Два рассказа в третьем номере журнала «Октябрь». Первый рассказ «Едем — значит, едем», второй «Косиножка».
А хорошо, ребята, правда, хорошо. Настоящая насыщенная глубокая лирическая проза. И публикация с умыслом, продуманная. Первый рассказ об отъезде, об отъезде вообще, о прощании со всем родным, дорогим и любимым. И о вынужденном движении к чужому, нелюбимому, ледяному. Героиня уезжает за бугор, прощается со своим домом в городе, во время прощания всплывает ее прежний отъезд из некой Ивановки, из дома родителей, «отъезды» смешиваются, переплетаются, вырастают один из другого. Много реалий, настоящих живых воспоминаний, вещей: секретер, диван, шпон... Лукьянова прекрасно знает, как сделать историю правдивой: нужно придать ей индивидуальность — придумать какую-нибудь подробность, мелкую деталь, родинку в паху или облупившуюся краску на бампере междугороднего автобуса. Таких деталей в обоих рассказах хватает. Вот цитата из первого, суть его: «Хочешь увезти любимое, а увозишь нужное. А любимое раздаешь, и выбрасываешь, и хранишь в памяти, и оно растворяется, и блекнет, и теряется, и окончательно становится дымом, но и он развеется вместе с тобой.»
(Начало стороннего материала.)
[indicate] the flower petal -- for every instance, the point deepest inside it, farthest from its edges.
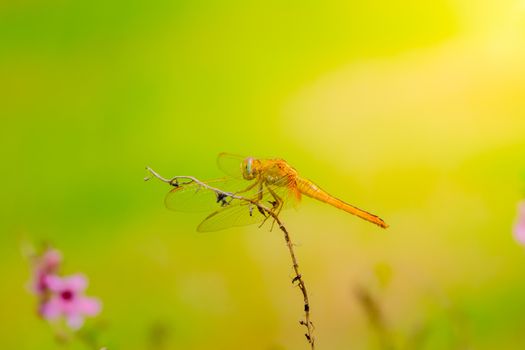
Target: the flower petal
(89, 306)
(76, 283)
(53, 282)
(75, 321)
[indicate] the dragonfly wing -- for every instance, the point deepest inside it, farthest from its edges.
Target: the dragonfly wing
(238, 214)
(193, 197)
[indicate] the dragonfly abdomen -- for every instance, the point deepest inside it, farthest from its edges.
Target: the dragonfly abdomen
(308, 188)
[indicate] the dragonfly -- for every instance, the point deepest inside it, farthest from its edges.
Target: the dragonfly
(270, 182)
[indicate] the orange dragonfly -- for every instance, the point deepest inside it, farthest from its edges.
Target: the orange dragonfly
(271, 181)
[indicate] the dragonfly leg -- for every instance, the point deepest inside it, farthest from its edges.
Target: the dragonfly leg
(277, 204)
(247, 188)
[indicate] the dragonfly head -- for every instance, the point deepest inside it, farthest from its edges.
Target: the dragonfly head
(249, 168)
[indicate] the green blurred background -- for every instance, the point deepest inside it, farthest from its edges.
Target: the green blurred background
(414, 110)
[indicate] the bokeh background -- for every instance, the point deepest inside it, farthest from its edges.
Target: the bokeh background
(414, 110)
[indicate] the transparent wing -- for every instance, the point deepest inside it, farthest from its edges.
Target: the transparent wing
(235, 214)
(241, 213)
(230, 164)
(192, 197)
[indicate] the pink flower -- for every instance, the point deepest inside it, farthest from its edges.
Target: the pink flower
(48, 263)
(67, 300)
(519, 226)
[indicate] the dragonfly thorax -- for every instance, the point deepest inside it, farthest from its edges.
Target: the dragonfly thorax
(250, 168)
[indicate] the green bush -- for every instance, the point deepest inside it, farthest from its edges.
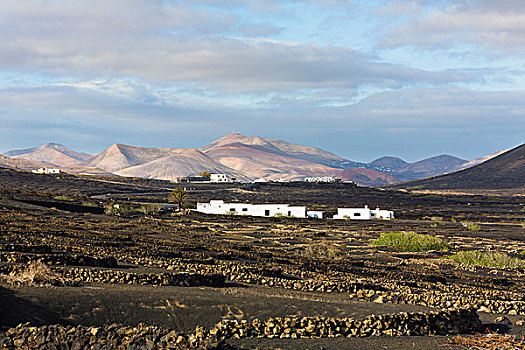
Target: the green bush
(64, 198)
(189, 205)
(323, 250)
(410, 241)
(470, 226)
(150, 209)
(487, 259)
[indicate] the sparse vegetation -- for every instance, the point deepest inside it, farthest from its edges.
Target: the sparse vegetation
(35, 274)
(323, 250)
(118, 209)
(410, 242)
(178, 195)
(64, 198)
(150, 209)
(470, 226)
(487, 259)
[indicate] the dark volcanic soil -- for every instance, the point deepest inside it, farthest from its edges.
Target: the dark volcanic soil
(272, 266)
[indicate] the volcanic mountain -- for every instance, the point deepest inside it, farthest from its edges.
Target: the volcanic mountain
(283, 148)
(157, 163)
(506, 171)
(51, 153)
(429, 167)
(22, 164)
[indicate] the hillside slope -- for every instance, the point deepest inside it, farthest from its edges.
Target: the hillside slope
(51, 154)
(506, 171)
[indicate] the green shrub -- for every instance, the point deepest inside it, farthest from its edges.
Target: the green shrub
(118, 209)
(410, 241)
(150, 209)
(323, 250)
(487, 259)
(189, 205)
(64, 198)
(470, 226)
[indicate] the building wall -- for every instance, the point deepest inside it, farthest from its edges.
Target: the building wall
(219, 207)
(353, 213)
(219, 178)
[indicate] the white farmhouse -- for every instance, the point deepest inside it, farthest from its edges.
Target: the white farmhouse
(315, 214)
(363, 213)
(220, 207)
(220, 178)
(46, 171)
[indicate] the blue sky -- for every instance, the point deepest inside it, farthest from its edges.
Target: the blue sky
(359, 78)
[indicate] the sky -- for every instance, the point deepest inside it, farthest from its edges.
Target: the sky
(362, 79)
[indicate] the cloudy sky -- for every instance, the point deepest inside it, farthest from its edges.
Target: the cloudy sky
(359, 78)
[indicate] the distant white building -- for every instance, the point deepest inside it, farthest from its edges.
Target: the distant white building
(46, 171)
(220, 178)
(319, 179)
(363, 213)
(268, 210)
(315, 214)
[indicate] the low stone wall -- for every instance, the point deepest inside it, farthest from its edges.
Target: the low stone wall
(181, 279)
(149, 337)
(108, 337)
(58, 259)
(401, 324)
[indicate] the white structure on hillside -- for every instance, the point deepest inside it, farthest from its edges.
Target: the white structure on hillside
(315, 214)
(46, 171)
(269, 210)
(220, 178)
(320, 179)
(363, 213)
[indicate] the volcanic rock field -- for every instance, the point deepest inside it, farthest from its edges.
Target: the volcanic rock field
(73, 277)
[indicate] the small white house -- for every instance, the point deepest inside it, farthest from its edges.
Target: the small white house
(269, 210)
(363, 213)
(320, 179)
(220, 178)
(315, 214)
(46, 171)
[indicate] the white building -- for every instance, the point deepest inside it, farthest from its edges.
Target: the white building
(363, 213)
(269, 210)
(320, 179)
(46, 171)
(315, 214)
(220, 178)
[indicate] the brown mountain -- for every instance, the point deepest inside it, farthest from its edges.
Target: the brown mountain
(283, 148)
(256, 162)
(388, 164)
(506, 171)
(429, 167)
(483, 159)
(368, 177)
(22, 164)
(157, 163)
(51, 153)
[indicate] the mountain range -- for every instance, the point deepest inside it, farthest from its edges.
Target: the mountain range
(239, 156)
(506, 171)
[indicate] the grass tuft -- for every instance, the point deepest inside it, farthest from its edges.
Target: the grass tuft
(487, 259)
(36, 273)
(410, 242)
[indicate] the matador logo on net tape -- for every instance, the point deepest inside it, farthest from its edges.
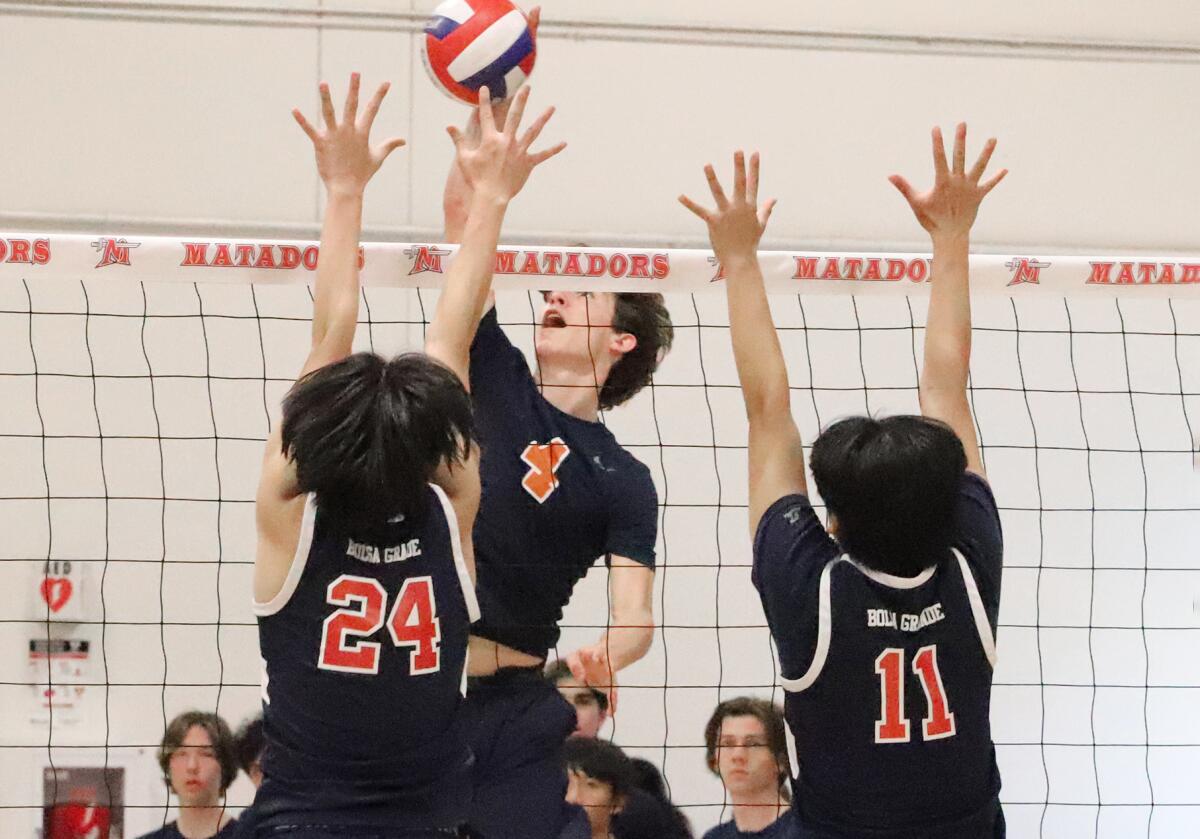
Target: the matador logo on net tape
(72, 257)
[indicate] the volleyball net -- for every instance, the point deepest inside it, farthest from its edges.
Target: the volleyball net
(141, 376)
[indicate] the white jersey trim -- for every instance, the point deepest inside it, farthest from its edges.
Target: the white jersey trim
(893, 581)
(977, 610)
(299, 561)
(825, 629)
(460, 561)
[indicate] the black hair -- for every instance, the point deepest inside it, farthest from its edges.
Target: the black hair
(558, 670)
(648, 811)
(366, 435)
(250, 742)
(601, 760)
(645, 317)
(220, 737)
(893, 485)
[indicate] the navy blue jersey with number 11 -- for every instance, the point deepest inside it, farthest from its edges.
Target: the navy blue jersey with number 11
(365, 649)
(888, 678)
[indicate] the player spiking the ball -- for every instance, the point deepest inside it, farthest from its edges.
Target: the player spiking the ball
(559, 492)
(365, 658)
(891, 715)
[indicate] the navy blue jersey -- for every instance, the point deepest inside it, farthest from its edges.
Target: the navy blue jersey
(785, 827)
(364, 651)
(171, 831)
(888, 678)
(558, 493)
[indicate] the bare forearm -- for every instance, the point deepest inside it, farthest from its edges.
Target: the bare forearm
(629, 642)
(948, 327)
(336, 297)
(756, 351)
(468, 285)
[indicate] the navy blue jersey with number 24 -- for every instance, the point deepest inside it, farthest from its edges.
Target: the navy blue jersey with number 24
(365, 649)
(888, 678)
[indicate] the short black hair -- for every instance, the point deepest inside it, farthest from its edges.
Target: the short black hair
(250, 742)
(893, 486)
(366, 435)
(600, 760)
(558, 670)
(646, 317)
(220, 737)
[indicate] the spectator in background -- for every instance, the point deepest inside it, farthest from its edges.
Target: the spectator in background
(591, 705)
(747, 748)
(250, 743)
(198, 763)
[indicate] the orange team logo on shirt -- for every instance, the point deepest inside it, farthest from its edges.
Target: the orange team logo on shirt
(544, 460)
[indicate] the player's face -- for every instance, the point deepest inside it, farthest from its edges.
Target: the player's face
(576, 327)
(595, 797)
(744, 757)
(196, 771)
(589, 717)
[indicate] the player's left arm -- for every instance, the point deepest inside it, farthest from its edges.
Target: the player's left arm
(346, 162)
(735, 227)
(630, 631)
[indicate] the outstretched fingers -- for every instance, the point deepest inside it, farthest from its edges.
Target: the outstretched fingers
(714, 185)
(960, 149)
(513, 121)
(739, 177)
(327, 107)
(941, 168)
(305, 125)
(981, 165)
(373, 106)
(990, 184)
(351, 108)
(534, 130)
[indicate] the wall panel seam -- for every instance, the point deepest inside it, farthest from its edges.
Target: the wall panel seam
(307, 17)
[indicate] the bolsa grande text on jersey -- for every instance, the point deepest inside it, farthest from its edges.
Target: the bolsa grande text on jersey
(391, 553)
(909, 623)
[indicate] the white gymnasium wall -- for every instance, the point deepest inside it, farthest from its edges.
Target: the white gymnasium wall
(148, 115)
(144, 117)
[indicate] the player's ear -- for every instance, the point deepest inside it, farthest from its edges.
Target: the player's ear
(622, 343)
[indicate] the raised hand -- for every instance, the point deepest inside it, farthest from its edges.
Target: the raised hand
(951, 207)
(591, 666)
(498, 165)
(737, 223)
(346, 160)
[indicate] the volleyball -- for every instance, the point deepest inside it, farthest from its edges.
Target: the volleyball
(471, 43)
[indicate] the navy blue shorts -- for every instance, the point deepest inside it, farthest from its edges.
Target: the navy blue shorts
(516, 723)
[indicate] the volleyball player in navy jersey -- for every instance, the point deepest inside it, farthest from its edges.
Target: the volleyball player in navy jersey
(559, 492)
(885, 623)
(363, 580)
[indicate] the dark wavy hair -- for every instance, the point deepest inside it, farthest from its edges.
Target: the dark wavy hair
(219, 736)
(366, 435)
(772, 719)
(893, 485)
(645, 317)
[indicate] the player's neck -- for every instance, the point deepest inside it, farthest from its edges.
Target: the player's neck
(201, 822)
(574, 391)
(757, 811)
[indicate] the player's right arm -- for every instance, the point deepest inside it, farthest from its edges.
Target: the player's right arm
(735, 227)
(947, 213)
(346, 161)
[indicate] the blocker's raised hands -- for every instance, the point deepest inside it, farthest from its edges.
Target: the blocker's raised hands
(346, 160)
(951, 207)
(498, 165)
(737, 223)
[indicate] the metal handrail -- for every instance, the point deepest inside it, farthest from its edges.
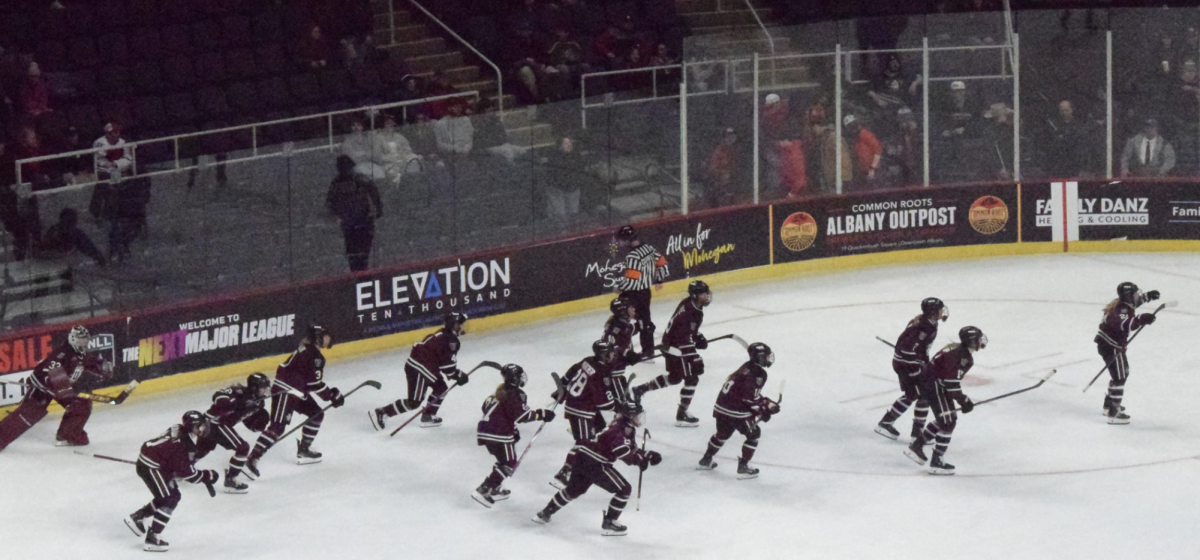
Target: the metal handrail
(252, 127)
(499, 76)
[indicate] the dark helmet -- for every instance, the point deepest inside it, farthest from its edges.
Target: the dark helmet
(258, 383)
(454, 319)
(196, 423)
(935, 307)
(619, 308)
(1127, 291)
(514, 375)
(604, 350)
(761, 355)
(973, 338)
(317, 335)
(633, 413)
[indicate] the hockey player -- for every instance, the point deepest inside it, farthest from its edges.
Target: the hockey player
(1120, 320)
(643, 266)
(595, 467)
(911, 357)
(431, 362)
(588, 391)
(739, 407)
(682, 341)
(498, 432)
(619, 331)
(57, 378)
(297, 380)
(941, 386)
(163, 461)
(233, 405)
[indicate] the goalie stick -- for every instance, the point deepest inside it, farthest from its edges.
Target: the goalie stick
(369, 383)
(1163, 306)
(423, 409)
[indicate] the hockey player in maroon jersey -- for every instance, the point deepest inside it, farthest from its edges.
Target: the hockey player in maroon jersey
(1120, 320)
(297, 380)
(739, 407)
(682, 341)
(595, 467)
(233, 405)
(58, 378)
(910, 359)
(430, 365)
(619, 331)
(941, 386)
(165, 459)
(588, 391)
(498, 431)
(643, 268)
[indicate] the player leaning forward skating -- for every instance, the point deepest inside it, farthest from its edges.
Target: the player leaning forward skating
(165, 459)
(1120, 320)
(911, 357)
(431, 362)
(594, 465)
(741, 407)
(498, 431)
(682, 339)
(941, 386)
(298, 381)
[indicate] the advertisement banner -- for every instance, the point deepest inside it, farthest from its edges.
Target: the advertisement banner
(895, 221)
(1108, 210)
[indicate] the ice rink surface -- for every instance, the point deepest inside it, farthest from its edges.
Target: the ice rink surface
(1039, 475)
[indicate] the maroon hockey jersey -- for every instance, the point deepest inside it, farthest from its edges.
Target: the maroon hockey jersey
(304, 373)
(173, 453)
(683, 327)
(741, 397)
(588, 389)
(613, 444)
(912, 347)
(502, 413)
(437, 353)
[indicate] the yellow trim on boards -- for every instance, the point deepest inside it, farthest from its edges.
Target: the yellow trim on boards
(759, 274)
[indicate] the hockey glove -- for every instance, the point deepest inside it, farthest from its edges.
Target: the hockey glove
(967, 404)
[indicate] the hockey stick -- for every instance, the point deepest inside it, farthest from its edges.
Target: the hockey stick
(562, 395)
(1031, 387)
(423, 409)
(369, 383)
(646, 435)
(1165, 305)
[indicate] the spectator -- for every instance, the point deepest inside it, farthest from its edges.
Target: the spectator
(34, 97)
(724, 164)
(867, 149)
(455, 134)
(394, 154)
(113, 158)
(313, 50)
(65, 238)
(1147, 154)
(1067, 150)
(357, 205)
(565, 168)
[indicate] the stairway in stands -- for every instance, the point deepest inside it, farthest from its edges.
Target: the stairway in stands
(418, 41)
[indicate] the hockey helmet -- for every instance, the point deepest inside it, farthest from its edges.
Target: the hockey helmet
(761, 355)
(514, 375)
(973, 338)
Второй рассказ о том же, только направление движения персонажей противоположное: забеганный останкинский журналист волей обстоятельств да, наверное, и по скрытому хотению переезжает к подруге в деревню. Хлопотливая московская жизнь противопоставляется неспешной деревенской (в рассказе, кстати, мельком упомянут и Красноярск — журналист едет туда в командировку). В финале подбавлено драматизма — подруга журналиста, женщина примерно сорока лет неожиданно умирает (в первом рассказе никакой сюжетности нет — сплошная грусть и воспоминания). Можно многое наловить в этих небольших текстах: героиня второго рассказика Косиножка — вяловатая, унылая женщина, впрочем, вполне симпатичная, умная и т.д., чем-то она вообще на нашу теперешнюю деревню похожа (в несколько облагороженной версии), и умирает так же скоропостижно, оставляя насквозь городского жителя, переехавшего к ней журналиста с кучей проблем, и как он будет их решать — непонятно. И в первом и во втором тексте своевольно перемещает персонажи царица Любовь: во-первых, любовь родительская...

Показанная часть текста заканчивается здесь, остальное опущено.